To answer to your question I would think about scenarios where analytics performed from one group of experts would help on the decision of another group. For instance: If the disease surveillance group, noticed that a certain disease has a high chance to spread rapidly in the comming months, this information would help the group incharge for the economical decision to invest more on treatments for that diseas. Defining such patterns would bring to a clear view how different groups can benefit from each-others expirencies and how this information helps in better decisions.
Thanks Desara for your insight. I tend to agree with you about the pattern identification. After having done some literature searching there is nothing at all directly on this research question. I found some good reviews and articles on the benefits of clinical networks. Generally in healthcare there are three types of networks: quality improvement collaboratives, communities of practice and multidiscplinary/interprofessional teams. There is literature on this. There is very little which combines any of these networks and their use of datasets in the healthcare context. Outside of healthcare there is plenty in the ICT/Computer industry literature on 'user groups' and a massive amount on datasets, but again little on my exact question. Thanks for all the comments.
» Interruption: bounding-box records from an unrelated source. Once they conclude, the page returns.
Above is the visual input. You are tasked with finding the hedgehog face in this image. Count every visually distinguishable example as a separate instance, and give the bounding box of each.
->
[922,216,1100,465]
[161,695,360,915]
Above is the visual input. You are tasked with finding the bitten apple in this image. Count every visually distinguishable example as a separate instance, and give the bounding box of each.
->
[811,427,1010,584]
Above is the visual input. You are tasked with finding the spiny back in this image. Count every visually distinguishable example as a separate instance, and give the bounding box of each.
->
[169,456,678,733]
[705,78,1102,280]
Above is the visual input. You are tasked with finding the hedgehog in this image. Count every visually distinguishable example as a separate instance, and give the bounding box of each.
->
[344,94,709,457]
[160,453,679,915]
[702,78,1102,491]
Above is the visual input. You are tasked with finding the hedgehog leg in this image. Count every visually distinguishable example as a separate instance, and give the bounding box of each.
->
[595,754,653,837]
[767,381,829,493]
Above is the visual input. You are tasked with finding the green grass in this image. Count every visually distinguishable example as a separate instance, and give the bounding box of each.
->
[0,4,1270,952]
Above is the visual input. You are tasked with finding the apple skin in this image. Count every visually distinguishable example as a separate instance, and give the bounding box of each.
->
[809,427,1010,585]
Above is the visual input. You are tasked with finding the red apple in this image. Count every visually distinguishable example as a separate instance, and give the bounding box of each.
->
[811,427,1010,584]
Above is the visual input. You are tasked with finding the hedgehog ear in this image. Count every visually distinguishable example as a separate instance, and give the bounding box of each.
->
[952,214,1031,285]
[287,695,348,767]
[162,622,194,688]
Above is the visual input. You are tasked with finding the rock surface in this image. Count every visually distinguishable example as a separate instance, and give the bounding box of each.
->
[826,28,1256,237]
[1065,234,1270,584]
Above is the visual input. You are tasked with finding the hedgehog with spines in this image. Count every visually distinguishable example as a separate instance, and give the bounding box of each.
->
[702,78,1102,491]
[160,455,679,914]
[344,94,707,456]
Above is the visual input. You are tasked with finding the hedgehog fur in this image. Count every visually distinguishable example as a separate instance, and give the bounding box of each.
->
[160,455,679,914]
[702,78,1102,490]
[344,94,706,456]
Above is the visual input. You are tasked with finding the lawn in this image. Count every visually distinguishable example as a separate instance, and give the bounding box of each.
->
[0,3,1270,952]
We work with a variety of enormous population health databases that we maintain longitudinally (1970 forward) . We established a SAS user group for programmers who work with the data sets we use. The most important benefit has been the sharing of data management skills and particularly SAS macros so that researchers using the same data can get the same results. An example is our macro that incorporates CDC decision rules to impute race/ethnicity when unknown or missing or that standardizes classification of race/ethnicity over time when definitions have changed . Another example is our macro based on CDC rules to calculate indicators such as inter-pregnancy interval or macros to classify hospital diagnoses into standard categories based on the AHRQ Clinical Classification System. Sharing methods to standardize the calculation of healthcare data is enormously important to improving the use of these data sets. The user group is of true benefit to organizations that lack the high-level expertise needed to really mine the enormous resource available in large data sets. User groups are an efficient use of scarce high-level programming skills, and strengthen the skills of junior programmers. Definitely recommend user groups.
The analysis of "Big Data" is very much an emerging area of analysis that requires an in inter-disciplinary approach almost by necessity. Current approaches require deep skills on the business/clinical side, the computer science side for algorithm design utilizing current data structures and architecture, definitely advanced stats and math modeling are needed as old methods may need to be rethought or adapted to the challenges/questions at hand, and specialized knowledge in the use of industry standard stat packages such as SAS, Hadoop, Java/C++/C# macros or extensions, etc. may require utilization. And I haven't even gotten into pattern analysis, fuzzy hamming, information theory, propensity modeling, dynamic multilayer perceptron classification systems using new maxent modeling (now available in SAS these days), Big O concerns, NoSQL vs. SQL, MAD skills (yes this is a skill set). Whew! Soooo... I think the need to leverage the resources of various user groups tends to be rather obvious when dealing with big data.